Kafka Event Backbone

Rebuilding a mission-critical event streaming platform that became the organization's nervous system — and later, the feed AI agents could trust.

Kafka Kubernetes Go Schema Registry OpenTelemetry

The event backbone was not built for AI. AI could not have been built without it.

I want to say that plainly because platform work rarely gets credit in the moment. It is invisible when it works — like a good referee. You only feel it when it is gone.

Why events, not just APIs

Healthcare operations do not sit still. Membership changes. Payments post. Claims move through states. Dashboards lag if you only poll. Events are how reality announces itself — if you have the discipline to listen.

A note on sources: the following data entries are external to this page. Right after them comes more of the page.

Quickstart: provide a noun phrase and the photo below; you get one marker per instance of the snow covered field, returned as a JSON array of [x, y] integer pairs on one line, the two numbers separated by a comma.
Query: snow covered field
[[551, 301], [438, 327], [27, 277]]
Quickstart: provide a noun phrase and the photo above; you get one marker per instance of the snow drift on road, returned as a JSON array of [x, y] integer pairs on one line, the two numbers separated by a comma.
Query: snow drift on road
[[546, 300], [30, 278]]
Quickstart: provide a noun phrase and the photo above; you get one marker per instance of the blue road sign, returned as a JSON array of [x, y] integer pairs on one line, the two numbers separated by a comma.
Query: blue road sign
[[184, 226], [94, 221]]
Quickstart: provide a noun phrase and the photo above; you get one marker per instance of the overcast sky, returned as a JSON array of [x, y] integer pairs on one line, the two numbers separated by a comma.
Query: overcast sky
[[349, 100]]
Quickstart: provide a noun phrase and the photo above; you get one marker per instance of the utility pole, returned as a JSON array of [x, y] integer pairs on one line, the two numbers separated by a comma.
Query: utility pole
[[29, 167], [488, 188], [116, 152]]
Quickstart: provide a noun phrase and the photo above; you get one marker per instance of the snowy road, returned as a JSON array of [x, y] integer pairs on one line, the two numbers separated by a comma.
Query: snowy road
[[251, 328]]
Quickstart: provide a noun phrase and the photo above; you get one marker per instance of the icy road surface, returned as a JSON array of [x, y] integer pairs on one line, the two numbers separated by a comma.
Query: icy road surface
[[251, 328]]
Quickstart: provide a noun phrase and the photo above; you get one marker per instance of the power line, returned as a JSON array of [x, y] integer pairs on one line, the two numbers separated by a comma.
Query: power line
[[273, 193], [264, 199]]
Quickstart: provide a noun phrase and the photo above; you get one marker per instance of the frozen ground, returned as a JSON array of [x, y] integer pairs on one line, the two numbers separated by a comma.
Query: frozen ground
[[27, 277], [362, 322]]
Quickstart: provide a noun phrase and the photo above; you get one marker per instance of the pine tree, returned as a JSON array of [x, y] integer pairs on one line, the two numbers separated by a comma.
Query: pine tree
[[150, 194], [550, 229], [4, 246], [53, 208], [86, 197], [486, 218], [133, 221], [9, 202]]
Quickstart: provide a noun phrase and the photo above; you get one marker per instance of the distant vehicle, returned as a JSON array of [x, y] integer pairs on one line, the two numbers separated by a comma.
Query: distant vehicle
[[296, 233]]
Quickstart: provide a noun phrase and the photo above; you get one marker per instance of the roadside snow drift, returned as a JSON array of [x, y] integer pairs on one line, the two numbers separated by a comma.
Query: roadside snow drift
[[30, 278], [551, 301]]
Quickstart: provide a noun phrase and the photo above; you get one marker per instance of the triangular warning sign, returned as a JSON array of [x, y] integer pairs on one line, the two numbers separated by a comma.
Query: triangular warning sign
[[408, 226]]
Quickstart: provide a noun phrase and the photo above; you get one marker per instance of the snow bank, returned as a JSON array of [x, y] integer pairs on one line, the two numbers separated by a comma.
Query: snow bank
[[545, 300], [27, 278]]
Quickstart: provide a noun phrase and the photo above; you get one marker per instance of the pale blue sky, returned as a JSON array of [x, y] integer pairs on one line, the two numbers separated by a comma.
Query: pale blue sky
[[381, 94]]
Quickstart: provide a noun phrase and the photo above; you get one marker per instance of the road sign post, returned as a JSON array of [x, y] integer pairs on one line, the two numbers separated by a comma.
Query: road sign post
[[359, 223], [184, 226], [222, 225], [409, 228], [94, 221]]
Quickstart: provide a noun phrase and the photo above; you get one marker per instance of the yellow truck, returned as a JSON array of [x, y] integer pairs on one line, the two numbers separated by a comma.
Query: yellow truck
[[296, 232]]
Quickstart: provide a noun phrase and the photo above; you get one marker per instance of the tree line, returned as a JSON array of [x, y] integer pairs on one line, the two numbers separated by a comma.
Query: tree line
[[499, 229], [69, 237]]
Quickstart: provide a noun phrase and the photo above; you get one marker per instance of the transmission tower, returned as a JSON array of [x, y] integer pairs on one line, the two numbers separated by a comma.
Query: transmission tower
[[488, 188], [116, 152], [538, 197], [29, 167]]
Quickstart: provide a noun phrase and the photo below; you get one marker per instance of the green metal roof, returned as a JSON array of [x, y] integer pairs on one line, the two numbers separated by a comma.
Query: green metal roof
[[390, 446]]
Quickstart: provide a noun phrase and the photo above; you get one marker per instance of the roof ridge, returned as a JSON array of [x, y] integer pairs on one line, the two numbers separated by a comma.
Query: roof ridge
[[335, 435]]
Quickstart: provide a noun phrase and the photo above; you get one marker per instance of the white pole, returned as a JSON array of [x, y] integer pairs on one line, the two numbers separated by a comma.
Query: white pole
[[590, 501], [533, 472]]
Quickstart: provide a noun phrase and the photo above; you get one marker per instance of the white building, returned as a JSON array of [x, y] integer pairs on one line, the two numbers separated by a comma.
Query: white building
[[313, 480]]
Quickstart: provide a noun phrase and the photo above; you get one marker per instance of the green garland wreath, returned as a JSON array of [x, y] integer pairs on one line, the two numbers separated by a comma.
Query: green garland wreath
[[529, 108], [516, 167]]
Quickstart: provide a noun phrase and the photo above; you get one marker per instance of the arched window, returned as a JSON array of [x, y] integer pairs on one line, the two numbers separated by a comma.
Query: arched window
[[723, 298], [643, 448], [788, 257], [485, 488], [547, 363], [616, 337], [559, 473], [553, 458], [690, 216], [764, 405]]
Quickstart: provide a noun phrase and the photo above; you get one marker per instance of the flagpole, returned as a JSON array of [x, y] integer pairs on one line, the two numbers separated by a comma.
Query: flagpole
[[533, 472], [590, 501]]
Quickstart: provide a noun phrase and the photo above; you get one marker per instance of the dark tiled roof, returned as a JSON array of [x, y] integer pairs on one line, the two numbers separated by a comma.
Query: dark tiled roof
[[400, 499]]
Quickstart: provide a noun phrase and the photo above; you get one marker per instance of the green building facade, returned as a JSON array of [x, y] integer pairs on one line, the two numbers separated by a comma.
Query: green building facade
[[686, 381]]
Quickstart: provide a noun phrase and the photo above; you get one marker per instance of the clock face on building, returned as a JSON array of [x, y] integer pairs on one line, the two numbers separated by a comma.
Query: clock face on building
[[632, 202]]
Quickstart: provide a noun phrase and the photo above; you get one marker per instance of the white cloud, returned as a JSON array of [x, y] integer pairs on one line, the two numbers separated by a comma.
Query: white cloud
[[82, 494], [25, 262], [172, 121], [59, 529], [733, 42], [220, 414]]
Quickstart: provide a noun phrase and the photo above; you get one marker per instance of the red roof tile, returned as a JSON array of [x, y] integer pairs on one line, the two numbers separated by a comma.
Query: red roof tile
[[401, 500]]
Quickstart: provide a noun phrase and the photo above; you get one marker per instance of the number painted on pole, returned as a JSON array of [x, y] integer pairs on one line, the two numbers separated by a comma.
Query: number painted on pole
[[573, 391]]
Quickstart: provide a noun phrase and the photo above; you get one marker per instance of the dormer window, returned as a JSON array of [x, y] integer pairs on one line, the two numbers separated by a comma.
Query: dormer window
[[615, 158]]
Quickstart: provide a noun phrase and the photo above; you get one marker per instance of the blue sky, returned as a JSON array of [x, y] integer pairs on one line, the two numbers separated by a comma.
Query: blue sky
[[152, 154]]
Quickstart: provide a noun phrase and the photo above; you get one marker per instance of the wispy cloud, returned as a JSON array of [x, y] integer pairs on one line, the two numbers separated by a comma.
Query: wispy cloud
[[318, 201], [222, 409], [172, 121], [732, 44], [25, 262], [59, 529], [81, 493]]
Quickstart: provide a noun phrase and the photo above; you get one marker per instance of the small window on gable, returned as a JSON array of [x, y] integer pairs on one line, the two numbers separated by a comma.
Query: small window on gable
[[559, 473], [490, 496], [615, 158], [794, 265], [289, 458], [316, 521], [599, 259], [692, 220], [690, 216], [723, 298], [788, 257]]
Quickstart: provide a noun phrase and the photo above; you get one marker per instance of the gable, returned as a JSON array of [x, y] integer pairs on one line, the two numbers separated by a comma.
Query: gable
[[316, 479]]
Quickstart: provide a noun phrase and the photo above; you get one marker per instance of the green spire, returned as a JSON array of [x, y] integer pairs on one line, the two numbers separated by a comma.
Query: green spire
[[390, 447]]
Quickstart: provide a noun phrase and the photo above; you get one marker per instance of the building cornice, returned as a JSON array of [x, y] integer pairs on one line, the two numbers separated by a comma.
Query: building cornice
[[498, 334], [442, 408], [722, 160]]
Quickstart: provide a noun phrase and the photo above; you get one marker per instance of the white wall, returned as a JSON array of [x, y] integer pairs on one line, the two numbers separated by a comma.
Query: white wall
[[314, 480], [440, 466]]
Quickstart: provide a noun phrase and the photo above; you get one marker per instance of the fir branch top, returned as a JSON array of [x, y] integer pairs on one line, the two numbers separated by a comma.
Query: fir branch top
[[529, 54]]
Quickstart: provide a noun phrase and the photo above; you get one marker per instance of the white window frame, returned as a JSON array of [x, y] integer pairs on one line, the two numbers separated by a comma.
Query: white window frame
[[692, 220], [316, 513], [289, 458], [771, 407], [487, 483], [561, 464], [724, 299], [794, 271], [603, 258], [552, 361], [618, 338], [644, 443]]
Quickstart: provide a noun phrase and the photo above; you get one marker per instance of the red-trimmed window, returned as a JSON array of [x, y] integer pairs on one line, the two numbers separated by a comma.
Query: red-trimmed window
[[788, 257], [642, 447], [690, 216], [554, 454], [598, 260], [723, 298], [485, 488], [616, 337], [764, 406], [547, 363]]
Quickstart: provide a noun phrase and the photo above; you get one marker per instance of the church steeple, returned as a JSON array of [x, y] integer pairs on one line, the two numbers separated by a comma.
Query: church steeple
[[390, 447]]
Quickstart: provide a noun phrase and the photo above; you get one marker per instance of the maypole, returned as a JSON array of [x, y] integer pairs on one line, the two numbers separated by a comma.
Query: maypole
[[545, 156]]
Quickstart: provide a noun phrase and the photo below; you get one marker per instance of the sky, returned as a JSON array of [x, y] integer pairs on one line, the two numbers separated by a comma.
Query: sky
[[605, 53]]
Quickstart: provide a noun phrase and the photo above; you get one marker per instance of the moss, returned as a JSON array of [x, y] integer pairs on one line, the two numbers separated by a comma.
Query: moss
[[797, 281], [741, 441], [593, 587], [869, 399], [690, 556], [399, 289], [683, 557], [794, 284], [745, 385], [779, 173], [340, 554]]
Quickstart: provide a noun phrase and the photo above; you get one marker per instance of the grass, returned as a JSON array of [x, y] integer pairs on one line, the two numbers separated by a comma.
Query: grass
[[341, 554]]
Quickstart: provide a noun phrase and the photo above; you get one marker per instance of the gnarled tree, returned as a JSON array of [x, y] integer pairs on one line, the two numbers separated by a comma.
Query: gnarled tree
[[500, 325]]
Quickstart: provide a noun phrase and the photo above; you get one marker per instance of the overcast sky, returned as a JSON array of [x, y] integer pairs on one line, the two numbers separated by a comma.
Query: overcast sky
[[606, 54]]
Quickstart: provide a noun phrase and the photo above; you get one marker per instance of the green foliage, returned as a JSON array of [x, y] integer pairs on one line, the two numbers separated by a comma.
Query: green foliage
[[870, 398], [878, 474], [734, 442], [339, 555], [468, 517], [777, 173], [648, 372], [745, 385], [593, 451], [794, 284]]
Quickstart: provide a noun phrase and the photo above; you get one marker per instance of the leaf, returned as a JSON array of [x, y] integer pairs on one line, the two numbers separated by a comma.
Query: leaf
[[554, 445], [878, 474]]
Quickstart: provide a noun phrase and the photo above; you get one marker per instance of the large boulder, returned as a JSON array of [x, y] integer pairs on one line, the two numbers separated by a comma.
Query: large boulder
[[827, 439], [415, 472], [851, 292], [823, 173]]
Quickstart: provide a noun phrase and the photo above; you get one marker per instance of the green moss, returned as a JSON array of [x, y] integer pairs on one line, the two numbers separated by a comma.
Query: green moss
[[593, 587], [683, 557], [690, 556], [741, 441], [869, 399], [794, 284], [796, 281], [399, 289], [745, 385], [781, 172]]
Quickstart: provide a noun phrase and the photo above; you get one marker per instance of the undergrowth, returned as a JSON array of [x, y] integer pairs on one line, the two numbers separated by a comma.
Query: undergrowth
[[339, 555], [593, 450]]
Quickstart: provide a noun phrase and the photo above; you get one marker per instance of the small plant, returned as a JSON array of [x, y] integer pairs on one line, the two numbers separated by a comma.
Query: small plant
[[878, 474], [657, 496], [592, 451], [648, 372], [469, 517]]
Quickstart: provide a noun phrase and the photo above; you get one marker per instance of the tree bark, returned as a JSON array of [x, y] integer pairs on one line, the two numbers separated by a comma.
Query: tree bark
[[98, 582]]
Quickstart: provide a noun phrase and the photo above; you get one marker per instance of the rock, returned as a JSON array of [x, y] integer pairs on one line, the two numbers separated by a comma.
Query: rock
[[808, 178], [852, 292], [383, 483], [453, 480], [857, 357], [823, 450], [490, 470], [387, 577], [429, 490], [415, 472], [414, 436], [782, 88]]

Kafka became that listening layer: millions of events daily, sub-second end-to-end latency, schemas that evolved without breaking consumers who had not read your Slack message.

Rebuilding while the plane flies

We scaled the team from one engineer to twelve during this program. That is not a vanity metric. It reflects the truth of platform recovery — you are simultaneously fixing the foundation and teaching a crew how to maintain it.

Availability stayed above 99.9% because we treated operations as design, not aftermath. Idempotent consumers. Dead-letter queues with real triage. Schema registry policies that prevented “quick fixes” from becoming tomorrow’s outage.

Patterns that compound

The patterns we established — consumer design, retry semantics, observability hooks, deployment standards — became the organization’s shorthand for “how we do distributed systems here.” Later AI workloads reused the same feeds because trust was already deposited.

That is the compounding return on platform work. You are not only moving bits. You are reducing the cognitive tax on every team that follows.

A metaphor I keep using

Kafka is the nervous system. Lakehouse is memory. APIs are reflexes. Agents, when they finally arrived, needed all three — but the nervous system had to be trustworthy first.

What I would tell any principal engineer

If your leadership asks when to invest in event infrastructure, the honest answer is: before you need it for the headline workload. The headline always arrives late and impatient.

Build the backbone when the organization still has enough calm to do it right. Your future self — and your future agents — will thank you.

Outcomes

  • 01 Scaled engineering team from 1 to 12 while maintaining 99.9% pipeline availability.
  • 02 Processed millions of healthcare events daily with sub-second end-to-end latency.
  • 03 Established patterns later reused for real-time AI agent data feeds.
  • 04 Implemented schema governance, idempotent consumers, and dead-letter handling as organizational standards.
  • 05 Produced operational runbooks and on-call practices adopted across downstream platform teams.